Pas d’ailes pour l’Ouest mais donnons-en à la Bretagne.



La décision gouvernementale de ce mercredi 17 janvier signe l’épilogue de 50 ans de batailles diverses et d’entêtement des « élus ouestins ». Edouard Philippe souligne lui-même la caducité d’un projet plusieurs fois requalifié : NDDL devait être un site adapté au Concorde au départ, puis il devait servir à désengorger les aéroports parisiens. Il s’agit par là d’un aveu du gouvernement de la vision centraliste : quand Paris s’intéresse au financement d’infrastructures non-franciliennes, c’est systématiquement en fonction de ses intérêts.

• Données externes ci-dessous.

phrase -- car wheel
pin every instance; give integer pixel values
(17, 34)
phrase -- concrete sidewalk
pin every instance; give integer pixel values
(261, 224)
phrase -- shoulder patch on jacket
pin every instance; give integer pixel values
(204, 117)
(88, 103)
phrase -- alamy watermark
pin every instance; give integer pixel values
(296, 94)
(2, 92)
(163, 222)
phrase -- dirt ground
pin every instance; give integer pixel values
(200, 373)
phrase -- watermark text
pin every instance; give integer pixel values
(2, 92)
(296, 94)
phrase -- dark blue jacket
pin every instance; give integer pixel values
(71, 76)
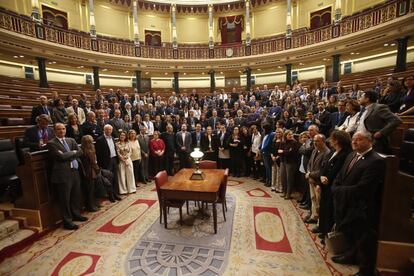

Ce jour marque aussi la défaite du Grand Ouest face à une demi-victoire d’une Bretagne qui a du mal à trouver son propre souffle. L’opposition reste bien « citoyenne », rebelle mais pas trop. Le maître reste parisien, le mouvement est « national français », même chez les anarchistes qui se targuent de ne défendre aucun drapeau ni territoire… et pourtant, de quoi s’agissait-il ? Les Bretons n’ont pas vu l’intérêt d’un aéroport international. Leur opposition bien partagée est restée paradoxalement focalisée sur une aire géographique très locale et sur des problématiques écologiques que l’on trouve ailleurs, et puissance dix ! Cette conscience écologiste est positive mais elle sent encore l’effet de foule.


Aucun des deux camps n’a voulu vraiment aborder le sujet de l’aménagement du territoire, de la décentralisation. Cette idée d’aéroport en plein champ, hors de toute voie de communication routière ou ferroviaire, relativement éloignée de l’agglomération nantaise ne laisse toujours pas d’étonner. Pourtant, un débat a bien eu lieu.